The North Korean authorities have moved to address a spate of copycat criminal acts perpetrated by teenagers after watching Chinese films and TV dramas.

“Nowadays the authorities are cracking down in response to copycat acts of gang violence and public indecency found in Chinese movies,” a source from North Pyongan Province reported to Daily NK on the 27th. “Students are getting their belongings searched on the way to school, not by their teachers but by officers from the Ministry of People’s Safety.”

“The thing is that at the beginning of May some boys and girls from a senior middle school in Pyongsung City went en masse to a local sauna where they engaged in some disgraceful sexual behaviour; that is where the crackdown began. They questioned the students, and found that they had been copying something they saw in a Chinese movie,” the source explained.

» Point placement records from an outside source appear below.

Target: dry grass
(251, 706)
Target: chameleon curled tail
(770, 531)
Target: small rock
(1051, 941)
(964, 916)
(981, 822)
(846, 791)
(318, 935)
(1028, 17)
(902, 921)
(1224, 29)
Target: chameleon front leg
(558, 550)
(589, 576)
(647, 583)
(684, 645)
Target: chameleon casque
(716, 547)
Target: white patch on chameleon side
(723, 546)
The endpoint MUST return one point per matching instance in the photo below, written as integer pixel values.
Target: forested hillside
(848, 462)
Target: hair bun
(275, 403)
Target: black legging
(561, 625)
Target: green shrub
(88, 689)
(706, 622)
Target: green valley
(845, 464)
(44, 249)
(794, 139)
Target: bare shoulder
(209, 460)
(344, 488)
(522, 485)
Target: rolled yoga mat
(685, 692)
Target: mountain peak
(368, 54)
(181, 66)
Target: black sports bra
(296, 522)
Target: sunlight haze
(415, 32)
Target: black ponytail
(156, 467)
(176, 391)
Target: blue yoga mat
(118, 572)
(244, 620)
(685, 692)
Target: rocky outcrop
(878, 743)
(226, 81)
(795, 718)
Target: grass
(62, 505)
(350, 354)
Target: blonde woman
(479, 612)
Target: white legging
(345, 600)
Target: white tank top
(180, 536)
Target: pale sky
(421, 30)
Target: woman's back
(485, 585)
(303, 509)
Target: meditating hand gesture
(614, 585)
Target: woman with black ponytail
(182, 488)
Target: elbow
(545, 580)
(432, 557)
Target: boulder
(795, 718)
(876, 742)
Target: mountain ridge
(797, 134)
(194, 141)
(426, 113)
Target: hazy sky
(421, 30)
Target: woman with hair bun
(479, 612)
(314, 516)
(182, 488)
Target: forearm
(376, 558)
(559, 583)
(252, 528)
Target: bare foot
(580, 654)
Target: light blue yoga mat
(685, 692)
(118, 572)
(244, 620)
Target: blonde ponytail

In response to this and other cases, schools have been told to instruct students not to watch Chinese films and dramas, the source revealed. However, this has not achieved much, so the Ministry of People’s Safety has begun to search and question students as well.

“In another even more serious case, someone copied a film scene featuring a revenge stabbing,” the source said. “The authorities say that foreign films are goading young people into criminal acts, and so they issued the crackdown order.”

In reality, copycat acts inspired by foreign films and dramas have been a source of concern for the authorities for some years. Back in 2008, for example, the drunk father of a 16-year old female student from the Wiyeon district of Hyesan was murdered with a hatchet by his daughter after trying to stop her engaging in lewd behaviour with a male student. Under questioning, the couple admitted they had been copying acts they had seen in foreign films.